[PATCH] lib/xe/xe_spin: Add additional MI_ARB_CHECK to preemptable spin init
Cavitt, Jonathan
jonathan.cavitt at intel.com
Fri Aug 15 16:30:04 UTC 2025
-----Original Message-----
From: Brost, Matthew <matthew.brost at intel.com>
Sent: Thursday, August 14, 2025 1:19 PM
To: Cavitt, Jonathan <jonathan.cavitt at intel.com>
Cc: igt-dev at lists.freedesktop.org; Gupta, saurabhg <saurabhg.gupta at intel.com>; Zuo, Alex <alex.zuo at intel.com>; Kempczynski, Zbigniew <zbigniew.kempczynski at intel.com>; Vishwanathapura, Niranjana <niranjana.vishwanathapura at intel.com>
Subject: Re: [PATCH] lib/xe/xe_spin: Add additional MI_ARB_CHECK to preemptable spin init
>
> On Thu, Aug 14, 2025 at 01:43:01PM -0600, Cavitt, Jonathan wrote:
> > -----Original Message-----
> > From: Brost, Matthew <matthew.brost at intel.com>
> > Sent: Thursday, August 14, 2025 12:24 PM
> > To: Cavitt, Jonathan <jonathan.cavitt at intel.com>
> > Cc: igt-dev at lists.freedesktop.org; Gupta, saurabhg <saurabhg.gupta at intel.com>; Zuo, Alex <alex.zuo at intel.com>; Kempczynski, Zbigniew <zbigniew.kempczynski at intel.com>; Vishwanathapura, Niranjana <niranjana.vishwanathapura at intel.com>
> > Subject: Re: [PATCH] lib/xe/xe_spin: Add additional MI_ARB_CHECK to preemptable spin init
> > >
> > > On Thu, Aug 14, 2025 at 01:11:39PM -0600, Cavitt, Jonathan wrote:
> > > > -----Original Message-----
> > > > From: Brost, Matthew <matthew.brost at intel.com>
> > > > Sent: Thursday, August 14, 2025 12:05 PM
> > > > To: Cavitt, Jonathan <jonathan.cavitt at intel.com>
> > > > Cc: igt-dev at lists.freedesktop.org; Gupta, saurabhg <saurabhg.gupta at intel.com>; Zuo, Alex <alex.zuo at intel.com>; Kempczynski, Zbigniew <zbigniew.kempczynski at intel.com>; Vishwanathapura, Niranjana <niranjana.vishwanathapura at intel.com>
> > > > Subject: Re: [PATCH] lib/xe/xe_spin: Add additional MI_ARB_CHECK to preemptable spin init
> > > > >
> > > > > On Thu, Aug 14, 2025 at 06:50:10PM +0000, Jonathan Cavitt wrote:
> > > > > > Add an additional MI_ARB_CHECK to the spin initialization function,
> > > > > > just before the conditional batch buffer end, when preemption is
> > > > > > enabled.
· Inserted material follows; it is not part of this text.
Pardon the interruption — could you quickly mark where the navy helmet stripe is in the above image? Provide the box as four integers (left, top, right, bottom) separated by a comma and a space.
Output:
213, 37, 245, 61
The MI_ARB_CHECK forces a preemption in this case, which can
> > > > > > allow additionally scheduled exec queues to make independent progress
> > > > > > earlier than if we relied on the automatic timeout of the exec queue.
> > > > > >
> > > > > > Closes: https://gitlab.freedesktop.org/drm/xe/kernel/-/issues/5783
> > > > > > Suggested-by: Zbigniew Kempczyński <zbigniew.kempczynski at intel.com>
> > > > > > Signed-off-by: Jonathan Cavitt <jonathan.cavitt at intel.com>
> > > > > > Cc: Matthew Brost <matthew.brost at intel.com>
> > > > > > Cc: Niranjana Vishwanathapura <niranjana.vishwanathapura at intel.com>
> > > > > > ---
> > > > > > lib/xe/xe_spin.c | 4 +++-
> > > > > > 1 file changed, 3 insertions(+), 1 deletion(-)
> > > > > >
> > > > > > diff --git a/lib/xe/xe_spin.c b/lib/xe/xe_spin.c
> > > > > > index 25f7555e27..b3a937fe80 100644
> > > > > > --- a/lib/xe/xe_spin.c
> > > > > > +++ b/lib/xe/xe_spin.c
> > > > > > @@ -30,7 +30,6 @@
> > > > > >
> > > > > > enum { START_TS, NOW_TS };
> > > > > >
> > > > > > -
> > > > > > uint32_t xe_spin_nsec_to_ticks(int fd, int gt_id, uint64_t nsec)
> > > > > > {
> > > > > > uint32_t ticks = xe_nsec_to_ticks(fd, gt_id, nsec);
> > > > > > @@ -167,6 +166,9 @@ void xe_spin_init(struct xe_spin *spin, struct xe_spin_opts *opts)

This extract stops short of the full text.